Quenten paused to remount, and turned to look back at Daren only when firmly in his seat. “You have the earth-sense,” Quenten repeated. “It’s a matter of instinct rather than learning. Break the controlling mage and you not only free the victims—but it’s altogether possible the earth hereabouts would rise up in revolt. And it would listen to you, follow some of your directions, if you made them simple enough.”
“It would?”
Quenten nodded. Daren thought about those heaps of pitiful bones and rags—looked around him at the dying land. And thought of Kero and Selenay’s army, and pledges. And just maybe a god somewhere had just gifted him with the chance to satisfy all of them.
“Quenten, you’re in charge of the magic-folk; get your mages. Find out everything you can, and keep us cloaked.” Daren turned his horse and rode off in search of the scouts before he had a chance to hear Quenten’s eager assent.

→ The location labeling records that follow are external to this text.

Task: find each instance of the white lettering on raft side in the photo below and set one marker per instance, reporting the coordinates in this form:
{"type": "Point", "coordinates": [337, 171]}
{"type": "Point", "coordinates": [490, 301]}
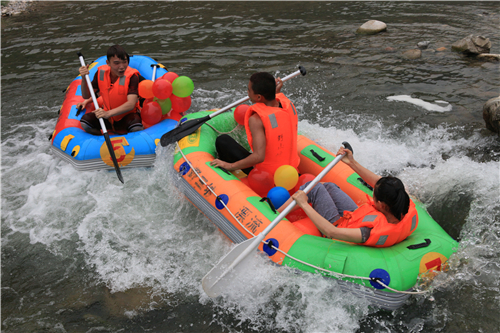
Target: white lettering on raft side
{"type": "Point", "coordinates": [426, 105]}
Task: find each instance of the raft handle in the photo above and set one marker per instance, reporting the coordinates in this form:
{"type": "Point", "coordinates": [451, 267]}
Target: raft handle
{"type": "Point", "coordinates": [421, 245]}
{"type": "Point", "coordinates": [365, 183]}
{"type": "Point", "coordinates": [315, 154]}
{"type": "Point", "coordinates": [270, 203]}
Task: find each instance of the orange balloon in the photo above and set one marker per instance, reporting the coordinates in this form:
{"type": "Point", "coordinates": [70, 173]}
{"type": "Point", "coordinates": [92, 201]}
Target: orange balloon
{"type": "Point", "coordinates": [180, 104]}
{"type": "Point", "coordinates": [151, 113]}
{"type": "Point", "coordinates": [146, 89]}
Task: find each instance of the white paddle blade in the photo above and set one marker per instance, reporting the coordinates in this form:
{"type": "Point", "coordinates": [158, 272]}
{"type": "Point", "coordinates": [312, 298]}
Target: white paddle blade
{"type": "Point", "coordinates": [213, 282]}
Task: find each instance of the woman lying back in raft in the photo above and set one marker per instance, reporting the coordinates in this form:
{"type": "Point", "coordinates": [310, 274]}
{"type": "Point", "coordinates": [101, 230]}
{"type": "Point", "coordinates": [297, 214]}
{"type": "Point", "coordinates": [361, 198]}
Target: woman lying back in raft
{"type": "Point", "coordinates": [384, 221]}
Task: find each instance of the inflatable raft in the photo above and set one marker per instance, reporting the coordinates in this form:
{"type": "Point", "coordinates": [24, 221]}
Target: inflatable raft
{"type": "Point", "coordinates": [89, 152]}
{"type": "Point", "coordinates": [240, 214]}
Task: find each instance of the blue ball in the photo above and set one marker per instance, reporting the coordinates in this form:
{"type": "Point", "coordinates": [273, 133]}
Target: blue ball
{"type": "Point", "coordinates": [278, 196]}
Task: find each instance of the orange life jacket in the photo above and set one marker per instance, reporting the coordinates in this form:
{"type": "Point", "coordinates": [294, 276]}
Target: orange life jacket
{"type": "Point", "coordinates": [383, 233]}
{"type": "Point", "coordinates": [281, 137]}
{"type": "Point", "coordinates": [115, 94]}
{"type": "Point", "coordinates": [290, 108]}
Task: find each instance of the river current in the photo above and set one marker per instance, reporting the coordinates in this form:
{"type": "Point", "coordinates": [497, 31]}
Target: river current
{"type": "Point", "coordinates": [83, 253]}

All right, Ancar, you bastard, he couldn’t help thinking, with a kind of fierce exultation. I am about to visit a little retribution on you and yours.
Ancar’s reserves were pathetically unaware of any danger—but after all, they were deep inside their own territory, and had no reason to suspect any threat. Daren himself went out with the scouts to the river-valley where they camped to get a good look at enemy, and at the way they were conducting themselves.
What he saw fit in very well with Quenten’s theory of mind-control. Only about a quarter of the men down there were moving about or acting in any kind of a normal fashion. The rest might as well have been puppets; in fact, watching them was rather disturbing. They moved listlessly, when they moved at all, and none of them were idle—yet they wasted no time on their chores, picking up one task, carrying it to the end, picking up another. And all without exchanging a single word with anyone, or taking a single step out of the way. Nothing was cooked, except at the camps of the officers; a small group of men handed out the tasteless ration-bread Rethwellan no longer used because of complaints from the men. These fighters took the bread, ate it methodically, and went back to their chores.